Notwithstanding the favorable disposition to Homestead declarants and debtors, the court also acknowledged that "liberal construction does not mean that the courts could extend the protection of the homestead exemption when doing so would contradict the plain and unambiguous language of the statute." Id., referring to Shamban, supra, 429 Mass. at 53-54, 705 N.E.2d at 1139.
Turning to the Homestead statutes, the court examined sections 1 and 1A and, with emphasis, focused on the plain language of section 2: "The acquisition of a new estate or claim of homestead shall defeat and discharge any such previous estate". Consequently, the section 1A declaration and corresponding Homestead exemption was defeated and discharged by the subsequent section 1 declaration and the debtor's Homestead exemption was reduced to $300,000.

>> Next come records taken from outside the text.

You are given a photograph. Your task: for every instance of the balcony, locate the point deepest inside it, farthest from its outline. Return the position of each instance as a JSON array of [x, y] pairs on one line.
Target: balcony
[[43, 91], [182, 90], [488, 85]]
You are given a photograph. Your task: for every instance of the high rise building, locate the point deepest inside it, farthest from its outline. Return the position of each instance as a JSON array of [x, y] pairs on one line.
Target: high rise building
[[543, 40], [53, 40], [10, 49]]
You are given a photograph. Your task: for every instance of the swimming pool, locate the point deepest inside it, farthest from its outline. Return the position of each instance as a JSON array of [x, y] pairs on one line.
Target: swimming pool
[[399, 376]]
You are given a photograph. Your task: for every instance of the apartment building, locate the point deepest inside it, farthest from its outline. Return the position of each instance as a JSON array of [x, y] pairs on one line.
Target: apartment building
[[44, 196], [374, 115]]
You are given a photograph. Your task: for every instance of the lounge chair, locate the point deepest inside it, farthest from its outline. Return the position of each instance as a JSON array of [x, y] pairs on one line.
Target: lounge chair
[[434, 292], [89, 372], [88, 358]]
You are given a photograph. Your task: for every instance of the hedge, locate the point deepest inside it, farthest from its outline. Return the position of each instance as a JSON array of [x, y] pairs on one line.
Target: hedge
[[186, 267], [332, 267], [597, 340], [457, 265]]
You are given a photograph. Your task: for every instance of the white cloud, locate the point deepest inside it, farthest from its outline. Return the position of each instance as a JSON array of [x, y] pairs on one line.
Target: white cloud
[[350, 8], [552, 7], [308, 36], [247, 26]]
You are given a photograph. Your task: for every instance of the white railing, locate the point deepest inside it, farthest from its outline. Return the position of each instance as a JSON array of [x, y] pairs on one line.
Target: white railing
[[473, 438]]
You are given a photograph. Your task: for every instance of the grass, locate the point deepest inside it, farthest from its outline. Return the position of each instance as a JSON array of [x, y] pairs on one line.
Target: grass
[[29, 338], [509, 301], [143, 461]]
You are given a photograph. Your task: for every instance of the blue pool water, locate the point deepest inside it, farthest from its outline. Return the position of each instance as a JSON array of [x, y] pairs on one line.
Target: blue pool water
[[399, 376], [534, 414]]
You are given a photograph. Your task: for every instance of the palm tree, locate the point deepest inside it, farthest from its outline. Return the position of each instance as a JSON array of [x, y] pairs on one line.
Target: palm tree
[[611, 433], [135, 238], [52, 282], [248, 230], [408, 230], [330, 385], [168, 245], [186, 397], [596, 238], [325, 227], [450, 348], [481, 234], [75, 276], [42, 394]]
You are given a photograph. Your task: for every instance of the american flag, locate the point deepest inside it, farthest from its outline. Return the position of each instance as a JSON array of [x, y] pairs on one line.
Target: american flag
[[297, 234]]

With this court's interpretation in mind, the declaration of a new Homestead will most likely discharge an existing Homestead by operation of section 2. In addition to debts and liens existing prior to the original Homestead and debts contracted for the purchase of the home, a homeowner might be exposed to any matters or claims arising between the filing date of the original Homestead and the filing date of the new Homestead. See c. 188, §§1(2) and 1(3). However, this is more of a concern in a state court action than it would be in a bankruptcy. See e.g., Patriot Porfolio, LLC v Weinstein (In re Weinstein), 164 F.3d 677 (1st Cir., 1999), cert. den. 527 U.S. 1036, 119 S.Ct. 2394, 144 L.Ed.2d 794 (1999) (exceptions for prior contracted debts and preexisting liens from Homestead protection under G.L.c. 188, §1 are not impediments to avoidance because state exceptions are preempted by Bankruptcy Code §522(c)) and In Re Ballirano, 233 B.R. 11 (D. Mass., 1999) (reasoning of Weinstein applies equally to c. 188, §1(3), debts contracted for purchase of home, and, in this case, debt incurred in constructing the home).
Caution should be exercised if this option is chosen.
Final thoughts. The above discussions were driven by a fact pattern in which both spouses own the Homestead property and one spouse declares a Homestead. Occasionally, an individual may own property in his or her name, alone, and declare a Homestead. If that same individual is refinancing (or selling for that matter) his or her property, then inquiry must be made of that individual's marital status. If married, that individual's spouse's Homestead rights must be specifically addressed.
In the context of a mortgage refinance, the non-record spouse should waive or subordinate the Homestead rights by either executing the mortgage (and add specific subordination language for clarity's sake) or by separate instrument.
In a sale, the non-record spouse should release the Homestead rights by executing the deed or by separate instrument.